Materials and Methods:
Between 2005 and 2018, 890 patients with HCC who achieved a CR to TACE were recruited. An AFP responder was defined as a patient who showed elevated levels of AFP (>10 ng/mL) during TACE, but showed normalization or a >50% reduction in AFP levels after achieving a CR.
Results:
Among the recruited patients, 569 (63.9%) with naïve HCC and 321 (36.1%) with recurrent HCC after complete resection were treated. Before TACE, 305 (34.3%) patients had multiple tumors, 219 (24.6%) had a maximal tumor size >3 cm, and 22 (2.5%) had portal vein tumor thrombosis. The median AFP level after achieving a CR was 6.36 ng/mL. After a CR, 473 (53.1%) patients experienced recurrence, and 417 (46.9%) died [median progression-free survival (PFS) and overall survival (OS) of 16.3 and 62.8 months, respectively]. High AFP levels at CR (>20 ng/mL) were independently associated with a shorter PFS [hazard ratio (HR)=1.403] and OS (HR=1.284), together with tumor multiplicity at TACE (HR=1.518 and 1.666, respectively).
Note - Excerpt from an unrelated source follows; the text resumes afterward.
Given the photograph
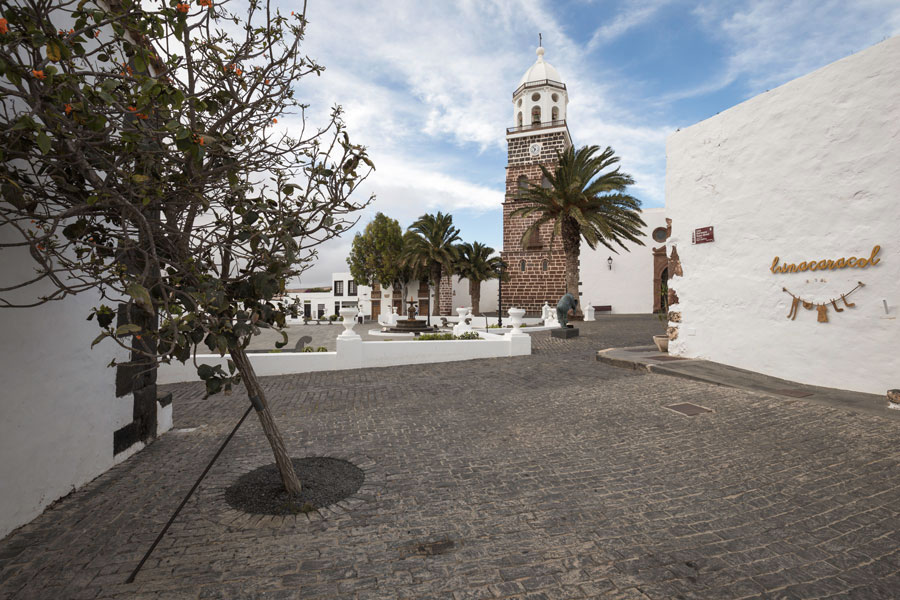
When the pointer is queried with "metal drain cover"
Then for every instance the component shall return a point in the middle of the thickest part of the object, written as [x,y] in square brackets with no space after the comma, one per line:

AFP non-responders at CR (76.2%, n=359 of 471) showed a shorter PFS (median 10.5 months vs. 15.5 months, HR=1.375) and OS (median 41.4 months vs. 61.8 months, HR=1.424) than AFP responders (all p=0.001).
Conclusion
High AFP levels and AFP non-responders were independently associated with poor outcomes after TACE. AFP holds clinical implications for detailed risk stratification upon achieving a CR after TACE.